English teacher Samuel Isaiah made Malaysians proud when he was named among the shortlisted candidates for the prestigious Global Teacher Prize 2020. Ahead of the winner being announced on Dec 3, he talks to Petrina Fernandez about his unorthodox methods to engage with his Orang Asli students and the challenges he faced in giving them a solid education.
Samuel Isaiah is no stranger to being in the hot seat. In recent days, he has been contacted by many reporters for comment on his making it into the shortlist for the Global Teacher Prize 2020, dubbed the Nobel Prize of the teaching fraternity. The prestigious US$1 million (RM4.4 million) reward by The Varkey Foundation is presented annually to an exceptional teacher who has made an outstanding contribution to his or her profession.
This is not the first time Samuel is fielding questions from reporters, or receiving recognition. There had been a small but steady stream of coverage on his work at SK Runchang in Muadzam Shah, Pahang, where the Kuantan-born teacher was using unorthodox teaching methods that seemed to pay off.
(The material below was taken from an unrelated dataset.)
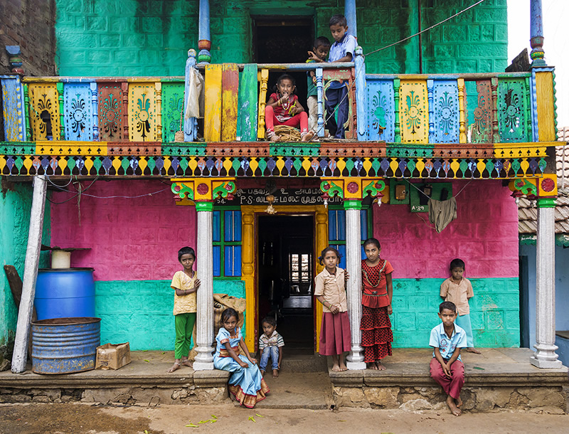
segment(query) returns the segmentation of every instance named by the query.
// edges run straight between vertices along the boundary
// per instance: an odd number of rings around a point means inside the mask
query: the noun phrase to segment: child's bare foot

His dedication was equally admired and reciprocated — just as he drove 200km each weekday to get to the school, more than 100 of his students traversed that distance to witness and perform at his wedding in 2017. And last year, his efforts gained national appreciation when he was among the recipients of the Ministry of Education’s Superhero Teachers Award.
But the teacher is now a student again. Currently on sabbatical to pursue a two-year Master of Science in Educational Policy and Leadership at the State University of New York in Albany on a Fulbright scholarship, the 33-year-old flew back to Malaysia in June when Covid-19 reared its head and showed no signs of abating.